È umido, soffocante. Il sonno è una tomba.
Il mio respiro è un rantolo in gola.
Questo piede di piombo che m’opprime il petto
è il silenzio di tre milioni di morti.

Notte, notte senza fine. Nessuna alba.
I miei occhi sono avvelenati dal sonno.
La nebbia cala su Birkenau,
come il giudizio divino sul cadavere della terra.

TadeuszBorowski, “KL Auschwitz”


LETTERA ALLA MADRE (frammento)

[…] Fili elettrici, alti e doppi,
non ti lasceranno mai più rivedere tua figlia, Mamma.
Non credere alle mie lettere censurate,
ben diversa è la verità; ma non piangere, Mamma.

E se vuoi seguire le tracce di tua figlia
non chiedere a nessuno, non bussare a nessuna porta:
cerca le ceneri nei campi di Auschwitz,
le troverai lì.

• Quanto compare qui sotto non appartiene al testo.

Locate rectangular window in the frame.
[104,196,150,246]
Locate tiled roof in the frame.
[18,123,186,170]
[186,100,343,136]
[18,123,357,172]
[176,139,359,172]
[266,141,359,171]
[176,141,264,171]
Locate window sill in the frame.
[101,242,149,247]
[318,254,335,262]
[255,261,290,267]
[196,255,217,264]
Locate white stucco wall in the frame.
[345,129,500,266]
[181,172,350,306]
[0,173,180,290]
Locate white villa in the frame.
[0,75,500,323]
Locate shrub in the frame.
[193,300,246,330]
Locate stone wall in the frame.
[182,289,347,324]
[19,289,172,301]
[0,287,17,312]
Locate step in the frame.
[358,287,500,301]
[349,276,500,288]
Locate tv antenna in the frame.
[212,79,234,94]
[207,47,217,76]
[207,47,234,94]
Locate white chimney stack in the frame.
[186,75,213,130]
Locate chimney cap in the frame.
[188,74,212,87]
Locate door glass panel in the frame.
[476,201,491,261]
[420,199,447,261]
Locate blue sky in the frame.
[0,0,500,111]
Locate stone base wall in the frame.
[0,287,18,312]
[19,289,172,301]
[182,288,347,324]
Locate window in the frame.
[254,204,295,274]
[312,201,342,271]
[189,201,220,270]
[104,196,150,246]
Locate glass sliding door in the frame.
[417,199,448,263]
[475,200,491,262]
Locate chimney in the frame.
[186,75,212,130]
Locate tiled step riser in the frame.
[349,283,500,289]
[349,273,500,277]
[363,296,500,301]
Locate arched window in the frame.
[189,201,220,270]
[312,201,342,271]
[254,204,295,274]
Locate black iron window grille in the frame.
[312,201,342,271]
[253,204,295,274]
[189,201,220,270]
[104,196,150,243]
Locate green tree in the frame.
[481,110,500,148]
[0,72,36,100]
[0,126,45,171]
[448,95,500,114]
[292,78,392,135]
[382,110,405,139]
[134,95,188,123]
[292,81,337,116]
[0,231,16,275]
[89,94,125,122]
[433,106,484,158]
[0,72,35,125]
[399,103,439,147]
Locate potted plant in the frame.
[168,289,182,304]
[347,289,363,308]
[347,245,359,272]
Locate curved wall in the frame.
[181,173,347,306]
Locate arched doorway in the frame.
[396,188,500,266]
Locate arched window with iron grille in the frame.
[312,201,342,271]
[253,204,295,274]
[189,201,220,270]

Ma non piangere — qui c’è già troppa amarezza.
E se vuoi scoprire le tracce di tua figlia
cerca le ceneri nei campi di Birkenau:
saranno lì — Cerca, cerca le ceneri
nei campi di Auschwitz, nei boschi di Birkenau.
Cerca le ceneri, Mamma — io sarò lì!

Monika Dombke, “Birkenau, 1943”


Auschwitz

Son morto con altri cento, son morto ch’ ero bambino,
passato per il camino e adesso sono nel vento e adesso sono nel vento...

Ad Auschwitz c’era la neve, il fumo saliva lento
nel freddo giorno d’ inverno e adesso sono nel vento, adesso sono nel vento...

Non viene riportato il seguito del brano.